On our tour we share information on the “Folsom Potatoes” We just ran across this picture from the rock quarry that the prisoners worked into forms these out of granite. Used as ballast in the ships coming up the Sacramento River or from the Bay Area, many of the streets in Seattle, Portland, and San Francisco were initially paved with these stones.
From a waymarker in Sacramento:
“Sailing ships since the “Gold Rush” laden with supplies and sitting deep in the water just above the river bottom have inched their way slowly up the Sacramento River to Sacramento. After unloading, the ships would risk rolling over because they were sitting high in the water without ballast to stabilize the vessel on its way back to San Francisco. The natural product to serve the purpose of ballast and a secondary cargo was “paving stones” or blocks which could be off-loaded in San Francisco Bay communities to pave the streets and work areas, thus keeping horses and wagons from sinking every winter in the mud.
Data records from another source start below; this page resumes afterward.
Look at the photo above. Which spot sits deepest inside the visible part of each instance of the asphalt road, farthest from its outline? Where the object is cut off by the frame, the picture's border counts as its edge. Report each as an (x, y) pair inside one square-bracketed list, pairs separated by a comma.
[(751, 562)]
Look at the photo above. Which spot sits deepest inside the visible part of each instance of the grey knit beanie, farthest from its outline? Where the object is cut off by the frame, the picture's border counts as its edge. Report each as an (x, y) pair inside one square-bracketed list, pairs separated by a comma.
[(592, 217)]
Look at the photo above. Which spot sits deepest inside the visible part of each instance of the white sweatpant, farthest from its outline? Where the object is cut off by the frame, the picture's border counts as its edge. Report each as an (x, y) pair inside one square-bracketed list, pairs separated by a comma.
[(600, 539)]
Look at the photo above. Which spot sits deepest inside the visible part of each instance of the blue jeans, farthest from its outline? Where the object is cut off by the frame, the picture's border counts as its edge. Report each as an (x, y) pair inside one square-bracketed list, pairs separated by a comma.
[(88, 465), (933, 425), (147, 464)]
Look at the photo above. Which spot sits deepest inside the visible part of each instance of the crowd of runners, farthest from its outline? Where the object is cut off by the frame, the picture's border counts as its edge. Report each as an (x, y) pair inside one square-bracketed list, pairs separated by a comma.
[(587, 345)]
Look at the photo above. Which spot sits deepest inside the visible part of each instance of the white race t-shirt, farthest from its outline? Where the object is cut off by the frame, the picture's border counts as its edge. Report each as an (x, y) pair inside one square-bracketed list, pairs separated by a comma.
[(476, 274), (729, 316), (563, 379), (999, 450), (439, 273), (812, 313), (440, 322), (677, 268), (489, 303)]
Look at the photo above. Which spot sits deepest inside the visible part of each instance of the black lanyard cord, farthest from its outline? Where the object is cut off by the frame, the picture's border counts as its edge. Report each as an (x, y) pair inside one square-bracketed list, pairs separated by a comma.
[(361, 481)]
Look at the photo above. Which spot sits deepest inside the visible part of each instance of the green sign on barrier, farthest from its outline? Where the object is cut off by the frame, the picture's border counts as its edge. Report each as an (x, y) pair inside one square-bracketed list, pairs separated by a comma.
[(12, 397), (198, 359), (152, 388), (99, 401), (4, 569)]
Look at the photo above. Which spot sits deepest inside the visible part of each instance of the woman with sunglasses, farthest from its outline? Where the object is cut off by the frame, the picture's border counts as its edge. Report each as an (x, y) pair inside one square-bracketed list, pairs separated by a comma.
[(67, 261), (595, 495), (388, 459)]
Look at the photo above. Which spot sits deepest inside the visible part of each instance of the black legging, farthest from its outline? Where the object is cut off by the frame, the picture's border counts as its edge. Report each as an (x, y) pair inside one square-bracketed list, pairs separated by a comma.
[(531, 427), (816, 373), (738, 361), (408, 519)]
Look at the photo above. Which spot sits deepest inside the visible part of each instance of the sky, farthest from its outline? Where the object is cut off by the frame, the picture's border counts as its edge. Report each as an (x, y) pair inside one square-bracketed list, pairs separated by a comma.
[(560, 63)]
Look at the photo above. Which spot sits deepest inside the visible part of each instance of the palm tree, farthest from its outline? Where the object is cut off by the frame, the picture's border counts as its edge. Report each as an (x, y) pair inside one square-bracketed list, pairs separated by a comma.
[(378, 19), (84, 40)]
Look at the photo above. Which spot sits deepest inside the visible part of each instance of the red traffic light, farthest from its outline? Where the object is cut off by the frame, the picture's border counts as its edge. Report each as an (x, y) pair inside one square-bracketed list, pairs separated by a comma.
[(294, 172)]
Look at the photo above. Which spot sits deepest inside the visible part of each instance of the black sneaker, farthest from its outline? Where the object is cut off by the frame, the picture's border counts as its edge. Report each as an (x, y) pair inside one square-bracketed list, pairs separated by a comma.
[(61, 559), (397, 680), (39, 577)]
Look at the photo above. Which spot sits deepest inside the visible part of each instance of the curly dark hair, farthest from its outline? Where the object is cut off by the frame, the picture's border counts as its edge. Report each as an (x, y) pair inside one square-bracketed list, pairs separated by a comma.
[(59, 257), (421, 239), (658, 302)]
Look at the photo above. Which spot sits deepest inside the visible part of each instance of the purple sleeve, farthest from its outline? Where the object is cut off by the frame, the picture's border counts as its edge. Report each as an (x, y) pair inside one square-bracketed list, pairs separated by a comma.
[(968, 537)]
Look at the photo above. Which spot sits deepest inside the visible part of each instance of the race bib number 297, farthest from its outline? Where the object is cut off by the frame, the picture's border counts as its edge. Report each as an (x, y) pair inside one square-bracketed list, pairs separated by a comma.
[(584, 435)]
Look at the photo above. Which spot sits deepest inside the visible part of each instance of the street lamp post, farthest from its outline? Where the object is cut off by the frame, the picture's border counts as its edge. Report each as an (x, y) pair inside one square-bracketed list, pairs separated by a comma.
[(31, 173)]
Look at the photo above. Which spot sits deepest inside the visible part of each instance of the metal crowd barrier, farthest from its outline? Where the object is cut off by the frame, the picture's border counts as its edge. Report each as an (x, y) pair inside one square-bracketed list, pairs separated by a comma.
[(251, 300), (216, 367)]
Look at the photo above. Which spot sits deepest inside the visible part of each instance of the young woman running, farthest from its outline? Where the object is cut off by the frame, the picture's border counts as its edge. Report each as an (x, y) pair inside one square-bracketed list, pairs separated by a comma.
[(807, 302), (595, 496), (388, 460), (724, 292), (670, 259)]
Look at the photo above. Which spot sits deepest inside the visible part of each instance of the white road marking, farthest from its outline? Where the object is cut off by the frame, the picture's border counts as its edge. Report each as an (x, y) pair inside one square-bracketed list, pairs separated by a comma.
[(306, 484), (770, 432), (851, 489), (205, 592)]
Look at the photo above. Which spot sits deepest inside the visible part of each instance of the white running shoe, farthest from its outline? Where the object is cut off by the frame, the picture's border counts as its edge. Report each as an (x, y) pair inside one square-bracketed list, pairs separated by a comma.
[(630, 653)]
Quarried at Folsom, these stone blocks were usually basalt or granite, and after 1854 were delivered to the Sacramento waterfront by the Sacramento Valley Railroad. This was a significant resource producing freight for the railroad and soon became known as “Folsom Potatoes.”
Remnants of these stones can be found in Sacramento and San Francisco streets as well as other cities along the West Coast. The base of this very monument is made from some of these old cobblestones.”